Julio Almirón era policía y ahora de jubilado cuenta que le gusta mucho vivir con su esposa, Matilde Rosales, en Sauzal Bonito. “Vivir acá es tranquilo es como una elección de vida para nosotros. Este lugar no tiene precio, pero no sabemos hasta qué momento vamos a tener esta tranquilidad. Acá no tenemos vecinos. Te tiene que gustar”, dice Julio, quien vive frente a la única escuela, cerca de la Ruta 17 y muy lejos del centro de Sauzal Bonito.

Ariel Zapata vive en unas de las última casas que tiene la localidad, a casi 8 kilómetros de la Ruta 17, frente a una especie de muro arcilloso donde todos los días escucha el crujir de las rocas. En el últimos sismos de 4,5 ML se desprendió una gran roca de unos 20 metros de altura. Y hay pedazos por todos lados.

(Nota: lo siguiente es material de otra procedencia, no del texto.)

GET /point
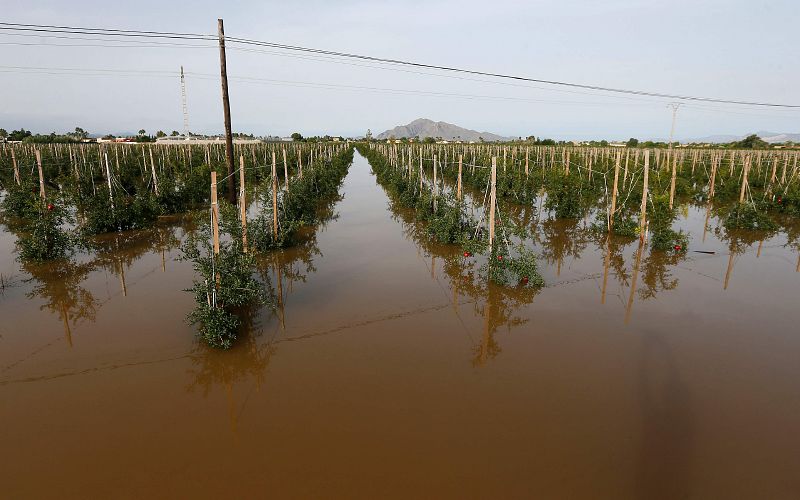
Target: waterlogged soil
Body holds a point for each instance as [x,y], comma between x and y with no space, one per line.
[384,373]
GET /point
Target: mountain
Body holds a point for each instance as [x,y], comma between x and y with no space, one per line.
[423,128]
[770,137]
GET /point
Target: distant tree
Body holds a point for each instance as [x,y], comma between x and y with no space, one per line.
[18,135]
[80,134]
[752,141]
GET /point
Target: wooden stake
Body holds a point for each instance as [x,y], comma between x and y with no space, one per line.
[492,200]
[274,197]
[458,188]
[746,171]
[16,168]
[214,213]
[41,174]
[672,182]
[153,172]
[643,216]
[614,194]
[243,203]
[285,170]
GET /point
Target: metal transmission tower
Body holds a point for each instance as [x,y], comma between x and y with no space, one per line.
[185,107]
[674,107]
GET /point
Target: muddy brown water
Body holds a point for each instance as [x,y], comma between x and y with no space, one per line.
[386,374]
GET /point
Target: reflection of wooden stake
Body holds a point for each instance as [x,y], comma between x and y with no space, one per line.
[122,279]
[635,279]
[67,330]
[728,272]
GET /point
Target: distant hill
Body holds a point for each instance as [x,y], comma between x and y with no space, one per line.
[423,128]
[770,137]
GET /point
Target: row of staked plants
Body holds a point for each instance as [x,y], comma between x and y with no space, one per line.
[447,221]
[226,290]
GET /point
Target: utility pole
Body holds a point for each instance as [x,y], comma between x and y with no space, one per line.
[226,106]
[674,107]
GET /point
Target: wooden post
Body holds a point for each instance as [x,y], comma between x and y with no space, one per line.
[285,170]
[435,184]
[714,163]
[458,186]
[153,172]
[226,107]
[420,170]
[300,161]
[41,174]
[243,203]
[274,197]
[746,167]
[643,216]
[492,200]
[672,182]
[526,161]
[16,168]
[214,213]
[614,194]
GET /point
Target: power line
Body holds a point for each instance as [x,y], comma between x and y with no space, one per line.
[297,48]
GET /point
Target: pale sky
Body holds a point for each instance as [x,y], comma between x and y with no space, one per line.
[730,49]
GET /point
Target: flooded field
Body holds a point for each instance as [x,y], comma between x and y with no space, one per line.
[384,373]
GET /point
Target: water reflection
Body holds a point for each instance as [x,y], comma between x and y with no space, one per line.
[58,285]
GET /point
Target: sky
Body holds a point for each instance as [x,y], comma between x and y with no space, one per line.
[727,49]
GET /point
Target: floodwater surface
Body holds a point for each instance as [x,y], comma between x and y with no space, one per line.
[385,373]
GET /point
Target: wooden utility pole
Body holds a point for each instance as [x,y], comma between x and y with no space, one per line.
[226,107]
[492,201]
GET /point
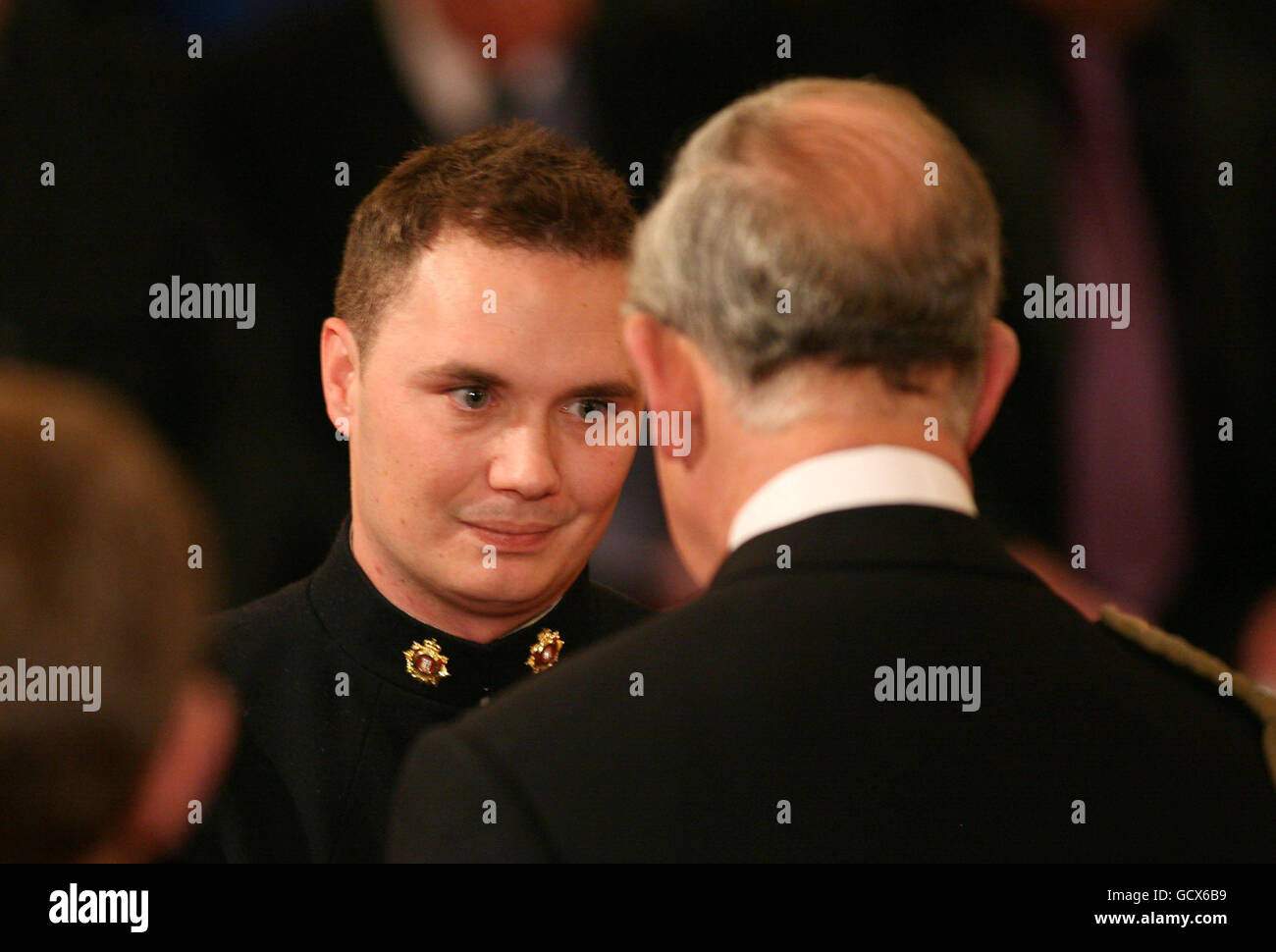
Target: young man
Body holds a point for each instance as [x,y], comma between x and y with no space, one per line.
[476,326]
[869,675]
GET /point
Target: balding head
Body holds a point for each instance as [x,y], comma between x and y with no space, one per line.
[821,273]
[799,229]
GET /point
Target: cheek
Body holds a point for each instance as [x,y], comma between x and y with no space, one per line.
[596,475]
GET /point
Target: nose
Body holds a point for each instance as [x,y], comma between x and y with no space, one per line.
[524,462]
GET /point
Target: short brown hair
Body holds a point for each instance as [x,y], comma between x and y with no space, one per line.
[94,528]
[517,185]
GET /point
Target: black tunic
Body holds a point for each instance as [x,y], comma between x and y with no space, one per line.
[315,765]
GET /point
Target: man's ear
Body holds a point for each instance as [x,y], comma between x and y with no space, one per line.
[339,368]
[664,362]
[1000,362]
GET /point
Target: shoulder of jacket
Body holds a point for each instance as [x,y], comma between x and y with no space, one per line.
[1186,655]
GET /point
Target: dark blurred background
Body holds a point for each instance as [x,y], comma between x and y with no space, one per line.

"El día que realmente pase algo, yo voy a ser el primero al que le van a aplastar la casa", dice, mientras señala un gran peñasco arcilloso frente a su vivienda.

Esa situación aún no se da de milagro. Mientras tanto, con los sismos menores, Ariel vive en estado de alerta, entre la tranquilidad y los silencios, que se interrumpen con las explosiones de los sismos y el crujir de las rocas.